Questões sobre racismo, erotização do corpo feminino e Engels tinham sido vetadas, mas voltaram ao exame
Servidores envolvidos na elaboração do Enem 2021 temem sofrer represálias depois do primeiro dia de provas que aconteceu neste último domingo (21). Mesmo com a pressão para que alguns temas fossem suprimidos, as questões abordaram assuntos que incomodam o governo de Jair Bolsonaro (sem partido).
Nesta segunda (22), o presidente disse que o exame ainda apresentou “questão de ideologia”, mas disse que a prova está mudando. Na semana passada, Bolsonaro chegou a dizer que o Enem estava com a “cara do governo”.
Algumas questões das provas de linguagens e de ciências humanas que mais chamaram a atenção de alunos e professores eram exatamente as que o comando do Inep tentou retirar da prova.
Para o órgão, que é o responsável pela elaboração do exame, as perguntas abordavam temas considerados sensíveis pelo governo. Parte das questões suprimidas acabou voltando ao Enem para garantir um nível de dificuldade calibrado.
A Folha apurou que uma das perguntas retiradas que depois voltou ao exame era a que trazia uma obra do movimento Pop Art, dos anos 1960, com a imagem de uma mulher e fazia uma reflexão sobre a erotização do corpo feminino. Aconteceu a mesma coisa com uma questão que abordou o racismo contra jogadores brasileiros negros na Copa do Mundo de 1950.
Uma pergunta com trecho de um texto de Friedrich Engels, coautor do Manifesto Comunista com Karl Marx, também estava entre as que a chefia do Inep tentou barrar, mostrou o jornal O Estado de São Paulo.

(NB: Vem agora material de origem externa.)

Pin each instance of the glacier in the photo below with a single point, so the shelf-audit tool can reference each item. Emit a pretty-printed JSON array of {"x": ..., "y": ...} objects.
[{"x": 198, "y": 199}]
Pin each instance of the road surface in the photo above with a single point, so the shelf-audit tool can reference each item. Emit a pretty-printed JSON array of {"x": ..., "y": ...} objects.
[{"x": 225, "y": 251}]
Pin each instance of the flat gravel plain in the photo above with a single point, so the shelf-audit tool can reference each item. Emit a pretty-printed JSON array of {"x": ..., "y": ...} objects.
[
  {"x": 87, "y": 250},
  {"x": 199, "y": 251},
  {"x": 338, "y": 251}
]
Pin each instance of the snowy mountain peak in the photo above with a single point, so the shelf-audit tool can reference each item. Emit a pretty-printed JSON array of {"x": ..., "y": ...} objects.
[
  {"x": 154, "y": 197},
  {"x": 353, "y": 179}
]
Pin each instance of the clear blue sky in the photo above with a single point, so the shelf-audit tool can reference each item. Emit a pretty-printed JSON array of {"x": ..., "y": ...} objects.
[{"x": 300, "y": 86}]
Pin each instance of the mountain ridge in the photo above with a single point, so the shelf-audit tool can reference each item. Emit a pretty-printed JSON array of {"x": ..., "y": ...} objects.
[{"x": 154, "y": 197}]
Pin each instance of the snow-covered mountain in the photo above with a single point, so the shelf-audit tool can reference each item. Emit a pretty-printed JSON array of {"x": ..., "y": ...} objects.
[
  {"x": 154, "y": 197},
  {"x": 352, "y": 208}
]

As denúncias indicam que ao menos 20 itens foram suprimidos, a maior parte na prova de linguagens. Todas as alterações feitas, desde a primeira versão da prova até a que chegou aos candidatos, foram registradas em ata. O documento está em sigilo no Inep.

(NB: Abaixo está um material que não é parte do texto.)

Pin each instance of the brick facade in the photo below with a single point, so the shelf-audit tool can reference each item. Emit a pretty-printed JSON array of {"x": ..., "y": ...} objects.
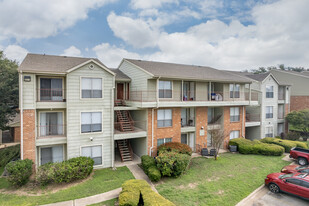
[
  {"x": 299, "y": 103},
  {"x": 231, "y": 126},
  {"x": 29, "y": 134}
]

Além de Bolsonaro ter considerado que a prova manteve “questões ideológicas” por abordar temas relacionados aos direitos humanos, o ministro da Educação, Milton Ribeiro, também disse no domingo que, se pudesse interferir no Enem, algumas perguntas não estariam presentes.
As declarações levantaram preocupação nos servidores, que temem uma nova onda de perseguições já que são poucos os envolvidos na elaboração da prova.
No início deste ano, após a realização do Enem 2020 —devido à pandemia, ele aconteceu apenas em janeiro de 2021—, ao menos três pessoas envolvidas na elaboração da prova foram informadas que não eram mais bem-vindas na função. Outros que permaneceram relatam ter sofrido tanta pressão para não abordar temas considerados inadequados que pediram para mudar de setor.
Já na edição anterior, os servidores eram pressionados a não abordar assuntos que desagradam o presidente. Na prova de 2020, o gabarito da prova sofreu alteração indevida após sua elaboração. As mudanças ocorreram em duas questões que abordavam o racismo.
Apesar de considerarem que a prova foi bem sucedida, atendendo à matriz de conteúdos do Enem e a coerência estatística do exame, há o temor de novas substituições na equipe técnica.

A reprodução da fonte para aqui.